How Long and How Often
A systematic review of foam rolling research found that 90 seconds per muscle group is the minimum dose needed to meaningfully reduce soreness. There’s no established upper limit, so if a particular area still feels tight after 90 seconds, you can keep going. For general maintenance, rolling your shoulders a few times per week is sufficient.
If you’re dealing with soreness after a tough workout, rolling immediately after exercise and then once every 24 hours for the next two to three days can substantially speed recovery. One study found that just three 20-minute total-body rolling sessions over a few days was enough to reduce muscle tenderness and restore normal movement after intense exercise. You don’t need to spend 20 minutes on your shoulders alone, but the takeaway is that consistency across multiple days matters more than one long session.
Areas to Avoid
The shoulder region has a major nerve bundle called the brachial plexus that runs between your collarbone and first rib, through your armpit, and into your arm. This nerve bundle sits close to bone and is vulnerable to compression. Avoid pressing the foam roller or ball directly into your armpit or grinding it along the top of your collarbone. If you feel tingling, numbness, or electric-shock sensations shooting down your arm, you’ve hit a nerve. Reposition the roller immediately.

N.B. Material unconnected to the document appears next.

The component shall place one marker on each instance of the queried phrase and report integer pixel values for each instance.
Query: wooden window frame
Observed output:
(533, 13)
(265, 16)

Don’t roll directly over bone, including the point of your shoulder, your spine, or your collarbone. The roller should always be on muscle tissue. Expert consensus identifies bone fractures and open wounds as absolute reasons not to foam roll an area. Active inflammation (a red, hot, swollen joint), which could indicate bursitis or an acute rotator cuff flare, is a reason to proceed with caution or skip that area entirely until the inflammation calms down.
Putting It Into a Routine
A practical shoulder rolling session takes about five to seven minutes. Start with your lats on each side (90 seconds each), move to your deltoids (90 seconds each side), then finish with your pecs using a lacrosse ball against a wall (90 seconds each side). You can do this before a workout to improve your overhead range of motion, after a workout to reduce next-day soreness, or on rest days as general maintenance. Rolling before exercise pairs well with dynamic stretching afterward, since the tissue is already warmed up and more responsive to movement.